For each mutation ... 
   * count the number of unique publications
   * count if the publications are tagged for one, two or all of the significance categories

In [23]:
count_mutations=pd.DataFrame(index=[list(range(1,len(mutations)+1))],
                             columns=['mutation','unique_publications', 'ww', 'imm_esc','severity','count_categories'])
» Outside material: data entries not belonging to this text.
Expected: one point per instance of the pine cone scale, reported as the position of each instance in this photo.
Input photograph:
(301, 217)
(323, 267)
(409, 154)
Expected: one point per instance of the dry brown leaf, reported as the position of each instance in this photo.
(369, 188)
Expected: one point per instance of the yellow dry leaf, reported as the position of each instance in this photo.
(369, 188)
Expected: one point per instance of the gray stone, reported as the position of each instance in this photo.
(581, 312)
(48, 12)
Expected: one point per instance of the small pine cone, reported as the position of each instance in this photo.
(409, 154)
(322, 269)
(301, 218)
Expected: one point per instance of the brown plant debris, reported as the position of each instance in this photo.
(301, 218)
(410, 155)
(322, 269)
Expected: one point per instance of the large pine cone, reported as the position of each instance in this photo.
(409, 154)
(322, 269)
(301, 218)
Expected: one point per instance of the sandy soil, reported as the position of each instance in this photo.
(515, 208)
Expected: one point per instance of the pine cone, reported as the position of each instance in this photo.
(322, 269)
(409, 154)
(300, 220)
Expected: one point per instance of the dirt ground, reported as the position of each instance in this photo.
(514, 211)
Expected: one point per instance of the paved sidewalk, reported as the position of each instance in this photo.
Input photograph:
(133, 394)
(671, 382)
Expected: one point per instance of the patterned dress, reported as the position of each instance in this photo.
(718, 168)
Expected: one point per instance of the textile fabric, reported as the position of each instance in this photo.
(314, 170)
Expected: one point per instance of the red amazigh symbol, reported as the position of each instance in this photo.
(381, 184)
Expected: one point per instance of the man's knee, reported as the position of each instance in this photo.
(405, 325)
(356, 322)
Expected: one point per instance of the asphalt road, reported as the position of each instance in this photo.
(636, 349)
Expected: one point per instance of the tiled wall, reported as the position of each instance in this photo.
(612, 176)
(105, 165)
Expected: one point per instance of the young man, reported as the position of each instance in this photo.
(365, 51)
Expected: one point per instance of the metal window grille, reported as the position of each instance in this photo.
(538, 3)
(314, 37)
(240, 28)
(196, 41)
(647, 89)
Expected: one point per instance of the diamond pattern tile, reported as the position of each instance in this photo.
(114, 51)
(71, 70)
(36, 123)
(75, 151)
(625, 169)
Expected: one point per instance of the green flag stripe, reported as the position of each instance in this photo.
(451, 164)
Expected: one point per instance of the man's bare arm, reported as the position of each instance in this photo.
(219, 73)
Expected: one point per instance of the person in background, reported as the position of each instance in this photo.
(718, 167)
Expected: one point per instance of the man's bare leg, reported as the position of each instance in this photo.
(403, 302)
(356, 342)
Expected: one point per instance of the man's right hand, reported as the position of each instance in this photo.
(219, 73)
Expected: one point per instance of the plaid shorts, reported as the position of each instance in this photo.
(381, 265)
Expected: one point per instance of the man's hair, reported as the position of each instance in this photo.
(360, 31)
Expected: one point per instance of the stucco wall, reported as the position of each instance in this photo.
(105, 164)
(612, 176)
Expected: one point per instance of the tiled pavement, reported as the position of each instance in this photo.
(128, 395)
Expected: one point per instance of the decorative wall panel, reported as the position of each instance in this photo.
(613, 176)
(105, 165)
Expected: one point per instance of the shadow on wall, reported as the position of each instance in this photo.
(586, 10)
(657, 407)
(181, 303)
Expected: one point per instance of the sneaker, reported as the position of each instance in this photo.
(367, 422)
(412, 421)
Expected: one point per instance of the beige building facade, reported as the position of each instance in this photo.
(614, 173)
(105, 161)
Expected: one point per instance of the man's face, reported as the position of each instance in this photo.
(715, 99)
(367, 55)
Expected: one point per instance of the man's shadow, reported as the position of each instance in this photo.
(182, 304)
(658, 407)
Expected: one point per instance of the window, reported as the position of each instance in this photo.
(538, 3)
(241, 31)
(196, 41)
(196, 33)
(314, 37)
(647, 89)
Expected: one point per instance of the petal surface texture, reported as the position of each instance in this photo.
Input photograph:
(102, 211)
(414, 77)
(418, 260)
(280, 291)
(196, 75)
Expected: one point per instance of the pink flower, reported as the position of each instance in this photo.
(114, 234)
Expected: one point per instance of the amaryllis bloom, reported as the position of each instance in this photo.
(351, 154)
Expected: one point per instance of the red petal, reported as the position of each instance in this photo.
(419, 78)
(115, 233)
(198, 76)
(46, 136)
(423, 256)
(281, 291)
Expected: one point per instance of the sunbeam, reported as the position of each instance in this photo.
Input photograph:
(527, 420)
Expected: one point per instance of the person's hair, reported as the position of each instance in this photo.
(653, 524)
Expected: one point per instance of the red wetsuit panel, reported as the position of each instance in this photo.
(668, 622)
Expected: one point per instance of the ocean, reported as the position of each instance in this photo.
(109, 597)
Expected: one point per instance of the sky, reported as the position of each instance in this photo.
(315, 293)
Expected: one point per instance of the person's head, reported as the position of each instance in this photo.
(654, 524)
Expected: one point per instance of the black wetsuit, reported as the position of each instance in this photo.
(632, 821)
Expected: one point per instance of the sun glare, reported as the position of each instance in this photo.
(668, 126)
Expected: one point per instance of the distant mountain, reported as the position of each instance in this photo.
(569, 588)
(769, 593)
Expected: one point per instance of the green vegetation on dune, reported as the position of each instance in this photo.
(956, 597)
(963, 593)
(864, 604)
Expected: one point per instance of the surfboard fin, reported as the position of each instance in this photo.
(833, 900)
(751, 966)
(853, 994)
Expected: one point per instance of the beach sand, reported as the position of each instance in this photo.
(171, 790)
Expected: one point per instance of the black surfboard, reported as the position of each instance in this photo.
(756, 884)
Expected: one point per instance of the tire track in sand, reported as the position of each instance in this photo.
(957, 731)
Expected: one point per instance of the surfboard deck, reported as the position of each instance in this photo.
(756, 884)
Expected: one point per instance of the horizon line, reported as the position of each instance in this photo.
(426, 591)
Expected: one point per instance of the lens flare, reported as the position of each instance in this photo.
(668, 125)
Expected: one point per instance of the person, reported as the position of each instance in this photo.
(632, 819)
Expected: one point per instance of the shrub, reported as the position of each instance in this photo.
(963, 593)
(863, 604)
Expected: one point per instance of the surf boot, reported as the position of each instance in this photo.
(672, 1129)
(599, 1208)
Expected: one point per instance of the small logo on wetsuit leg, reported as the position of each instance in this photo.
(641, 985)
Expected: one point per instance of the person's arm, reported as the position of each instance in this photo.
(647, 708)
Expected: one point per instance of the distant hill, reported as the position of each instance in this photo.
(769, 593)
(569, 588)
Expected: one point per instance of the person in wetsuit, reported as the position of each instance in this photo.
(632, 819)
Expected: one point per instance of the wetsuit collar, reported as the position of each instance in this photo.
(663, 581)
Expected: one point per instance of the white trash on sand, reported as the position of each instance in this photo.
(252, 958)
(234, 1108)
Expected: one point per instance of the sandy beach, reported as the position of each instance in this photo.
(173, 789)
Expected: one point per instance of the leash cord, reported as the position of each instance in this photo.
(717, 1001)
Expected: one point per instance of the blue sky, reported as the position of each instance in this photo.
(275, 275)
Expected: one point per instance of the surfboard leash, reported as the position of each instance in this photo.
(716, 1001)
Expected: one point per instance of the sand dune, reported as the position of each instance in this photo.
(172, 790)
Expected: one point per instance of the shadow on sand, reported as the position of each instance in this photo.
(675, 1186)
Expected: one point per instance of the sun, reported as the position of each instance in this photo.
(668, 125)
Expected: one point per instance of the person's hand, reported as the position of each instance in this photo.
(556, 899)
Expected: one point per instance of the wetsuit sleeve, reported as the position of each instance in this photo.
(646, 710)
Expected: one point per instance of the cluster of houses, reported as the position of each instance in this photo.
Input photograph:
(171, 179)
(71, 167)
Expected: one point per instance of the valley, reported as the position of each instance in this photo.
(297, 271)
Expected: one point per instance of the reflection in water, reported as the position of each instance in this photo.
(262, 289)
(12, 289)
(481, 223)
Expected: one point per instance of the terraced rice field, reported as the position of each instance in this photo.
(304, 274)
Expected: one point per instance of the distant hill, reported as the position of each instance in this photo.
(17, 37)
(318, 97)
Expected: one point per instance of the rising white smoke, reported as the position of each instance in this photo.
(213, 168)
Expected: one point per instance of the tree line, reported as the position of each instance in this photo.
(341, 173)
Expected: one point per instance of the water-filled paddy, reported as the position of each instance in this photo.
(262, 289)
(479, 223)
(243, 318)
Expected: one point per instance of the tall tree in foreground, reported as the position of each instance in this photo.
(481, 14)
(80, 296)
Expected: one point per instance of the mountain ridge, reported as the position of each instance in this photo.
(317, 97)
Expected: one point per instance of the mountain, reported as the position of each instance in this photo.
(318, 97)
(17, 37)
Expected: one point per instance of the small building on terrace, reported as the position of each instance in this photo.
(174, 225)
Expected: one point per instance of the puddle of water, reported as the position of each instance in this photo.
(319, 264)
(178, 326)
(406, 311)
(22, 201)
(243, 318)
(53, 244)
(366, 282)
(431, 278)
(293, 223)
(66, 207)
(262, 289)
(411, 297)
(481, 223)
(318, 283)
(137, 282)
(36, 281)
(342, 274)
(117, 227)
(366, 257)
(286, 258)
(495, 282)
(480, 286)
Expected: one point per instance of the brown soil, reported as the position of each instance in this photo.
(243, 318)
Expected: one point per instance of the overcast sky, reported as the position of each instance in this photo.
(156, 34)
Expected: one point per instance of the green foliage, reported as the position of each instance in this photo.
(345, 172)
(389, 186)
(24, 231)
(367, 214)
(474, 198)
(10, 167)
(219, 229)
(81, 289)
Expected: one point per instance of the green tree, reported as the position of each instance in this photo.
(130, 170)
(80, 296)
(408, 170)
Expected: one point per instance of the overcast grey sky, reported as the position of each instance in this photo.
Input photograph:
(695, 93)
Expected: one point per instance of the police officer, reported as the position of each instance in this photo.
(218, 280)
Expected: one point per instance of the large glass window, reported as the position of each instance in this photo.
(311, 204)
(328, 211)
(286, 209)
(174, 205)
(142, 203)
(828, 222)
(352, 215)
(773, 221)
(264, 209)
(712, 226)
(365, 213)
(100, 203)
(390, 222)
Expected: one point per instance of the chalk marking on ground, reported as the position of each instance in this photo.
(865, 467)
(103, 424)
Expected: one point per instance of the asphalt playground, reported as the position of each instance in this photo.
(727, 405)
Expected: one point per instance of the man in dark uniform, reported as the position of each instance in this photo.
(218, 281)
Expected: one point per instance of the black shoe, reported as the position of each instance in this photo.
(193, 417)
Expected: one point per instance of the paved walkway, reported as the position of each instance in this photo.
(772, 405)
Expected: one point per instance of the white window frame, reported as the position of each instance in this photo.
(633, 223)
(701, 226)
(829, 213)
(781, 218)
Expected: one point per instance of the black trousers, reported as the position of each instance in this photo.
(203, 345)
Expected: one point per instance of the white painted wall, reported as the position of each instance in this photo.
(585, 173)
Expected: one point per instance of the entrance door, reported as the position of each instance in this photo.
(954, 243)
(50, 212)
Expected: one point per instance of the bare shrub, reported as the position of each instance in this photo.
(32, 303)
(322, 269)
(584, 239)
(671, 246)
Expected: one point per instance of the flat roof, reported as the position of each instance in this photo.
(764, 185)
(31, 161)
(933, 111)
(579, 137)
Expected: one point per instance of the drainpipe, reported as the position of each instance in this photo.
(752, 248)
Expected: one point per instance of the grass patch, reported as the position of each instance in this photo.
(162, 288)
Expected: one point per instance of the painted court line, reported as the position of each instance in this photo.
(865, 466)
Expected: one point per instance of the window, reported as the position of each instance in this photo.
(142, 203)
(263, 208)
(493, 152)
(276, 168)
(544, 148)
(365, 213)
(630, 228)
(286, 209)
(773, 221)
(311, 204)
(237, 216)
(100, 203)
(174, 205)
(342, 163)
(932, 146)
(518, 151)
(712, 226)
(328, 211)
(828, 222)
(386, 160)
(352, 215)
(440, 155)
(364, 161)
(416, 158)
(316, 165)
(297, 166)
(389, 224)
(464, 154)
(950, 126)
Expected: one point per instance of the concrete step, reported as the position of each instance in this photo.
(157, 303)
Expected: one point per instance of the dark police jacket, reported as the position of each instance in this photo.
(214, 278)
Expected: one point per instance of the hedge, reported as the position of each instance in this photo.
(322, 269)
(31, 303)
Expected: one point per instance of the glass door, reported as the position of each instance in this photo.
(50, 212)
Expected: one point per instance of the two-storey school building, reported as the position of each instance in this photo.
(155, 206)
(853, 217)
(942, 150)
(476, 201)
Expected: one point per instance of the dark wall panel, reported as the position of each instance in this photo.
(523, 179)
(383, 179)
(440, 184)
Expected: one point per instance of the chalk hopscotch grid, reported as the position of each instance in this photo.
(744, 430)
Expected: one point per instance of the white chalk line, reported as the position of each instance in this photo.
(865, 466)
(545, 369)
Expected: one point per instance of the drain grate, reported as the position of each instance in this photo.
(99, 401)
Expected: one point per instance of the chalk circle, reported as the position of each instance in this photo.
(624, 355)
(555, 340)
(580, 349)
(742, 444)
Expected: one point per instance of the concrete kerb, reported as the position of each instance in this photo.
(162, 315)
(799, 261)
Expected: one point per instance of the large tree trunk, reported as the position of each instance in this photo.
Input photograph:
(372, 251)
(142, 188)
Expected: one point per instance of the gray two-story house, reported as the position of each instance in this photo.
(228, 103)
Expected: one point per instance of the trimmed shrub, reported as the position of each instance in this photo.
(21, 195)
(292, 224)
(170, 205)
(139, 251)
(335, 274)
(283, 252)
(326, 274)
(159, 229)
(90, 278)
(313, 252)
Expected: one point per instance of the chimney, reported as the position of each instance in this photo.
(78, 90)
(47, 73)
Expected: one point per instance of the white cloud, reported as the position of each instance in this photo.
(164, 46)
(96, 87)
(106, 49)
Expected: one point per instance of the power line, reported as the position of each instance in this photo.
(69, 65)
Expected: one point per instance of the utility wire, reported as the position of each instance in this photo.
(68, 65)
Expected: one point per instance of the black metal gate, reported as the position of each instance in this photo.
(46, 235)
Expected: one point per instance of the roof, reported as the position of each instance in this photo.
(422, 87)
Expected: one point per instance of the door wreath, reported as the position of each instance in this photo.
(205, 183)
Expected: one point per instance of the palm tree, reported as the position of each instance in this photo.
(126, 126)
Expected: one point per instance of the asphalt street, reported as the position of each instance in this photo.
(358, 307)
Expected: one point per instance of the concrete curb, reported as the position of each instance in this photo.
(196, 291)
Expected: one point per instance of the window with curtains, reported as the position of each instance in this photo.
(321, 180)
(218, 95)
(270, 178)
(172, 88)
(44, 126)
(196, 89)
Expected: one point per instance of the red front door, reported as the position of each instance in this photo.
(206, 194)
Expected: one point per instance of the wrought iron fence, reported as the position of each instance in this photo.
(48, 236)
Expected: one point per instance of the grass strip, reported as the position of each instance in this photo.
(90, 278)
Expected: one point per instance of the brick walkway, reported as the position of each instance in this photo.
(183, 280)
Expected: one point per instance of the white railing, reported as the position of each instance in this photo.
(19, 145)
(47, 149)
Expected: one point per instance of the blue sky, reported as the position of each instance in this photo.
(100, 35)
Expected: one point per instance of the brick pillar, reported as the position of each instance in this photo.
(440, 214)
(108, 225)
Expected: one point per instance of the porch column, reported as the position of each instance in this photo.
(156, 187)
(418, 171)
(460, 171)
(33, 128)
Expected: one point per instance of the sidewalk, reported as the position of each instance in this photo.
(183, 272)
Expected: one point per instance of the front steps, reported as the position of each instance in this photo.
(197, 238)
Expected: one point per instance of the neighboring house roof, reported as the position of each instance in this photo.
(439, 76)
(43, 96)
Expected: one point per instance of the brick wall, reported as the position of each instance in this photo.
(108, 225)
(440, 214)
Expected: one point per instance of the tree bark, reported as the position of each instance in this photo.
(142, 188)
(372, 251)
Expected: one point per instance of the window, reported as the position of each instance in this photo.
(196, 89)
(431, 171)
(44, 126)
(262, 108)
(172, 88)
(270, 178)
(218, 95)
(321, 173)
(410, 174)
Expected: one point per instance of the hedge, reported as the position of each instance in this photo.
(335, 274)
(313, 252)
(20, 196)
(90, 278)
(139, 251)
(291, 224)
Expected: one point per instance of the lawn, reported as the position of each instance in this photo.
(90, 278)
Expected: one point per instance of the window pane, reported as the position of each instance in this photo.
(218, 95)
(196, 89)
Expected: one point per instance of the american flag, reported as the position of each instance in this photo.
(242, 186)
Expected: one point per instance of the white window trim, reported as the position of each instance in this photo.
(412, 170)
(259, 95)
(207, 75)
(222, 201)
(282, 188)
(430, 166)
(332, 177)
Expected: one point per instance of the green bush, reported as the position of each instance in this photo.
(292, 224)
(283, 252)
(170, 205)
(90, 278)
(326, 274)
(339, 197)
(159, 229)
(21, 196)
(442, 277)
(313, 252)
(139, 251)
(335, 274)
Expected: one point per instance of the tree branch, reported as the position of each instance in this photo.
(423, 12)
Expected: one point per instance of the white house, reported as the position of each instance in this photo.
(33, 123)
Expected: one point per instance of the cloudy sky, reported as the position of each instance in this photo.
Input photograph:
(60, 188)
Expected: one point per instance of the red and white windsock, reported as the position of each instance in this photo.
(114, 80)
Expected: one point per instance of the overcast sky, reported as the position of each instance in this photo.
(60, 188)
for i in range (0,len(mutations)):
    # how many unique publications 
    tmp_df=combined_df[combined_df.tag1==mutations[i]]
    unique_papers=tmp_df.pmid.unique()
    count_mutations['unique_publications'][i]=len(unique_papers)
    count_mutations['mutation'][i]=mutations[i]

    ww_sum=0
    imm_esc_sum=0
    severity_sum=0
    
    for j in range (0,len(unique_papers)):
        # how many of those publications are tagged for different significance factors?
        pmid_match=np.array(combined_df.pmid==unique_papers[j])
        
        ww_ids=np.array(combined_df.searchterm=='wastewater')
        imm_esc_ids=np.array(combined_df.searchterm=='immune+escape')
        severity_ids=np.array(combined_df.searchterm=='severity')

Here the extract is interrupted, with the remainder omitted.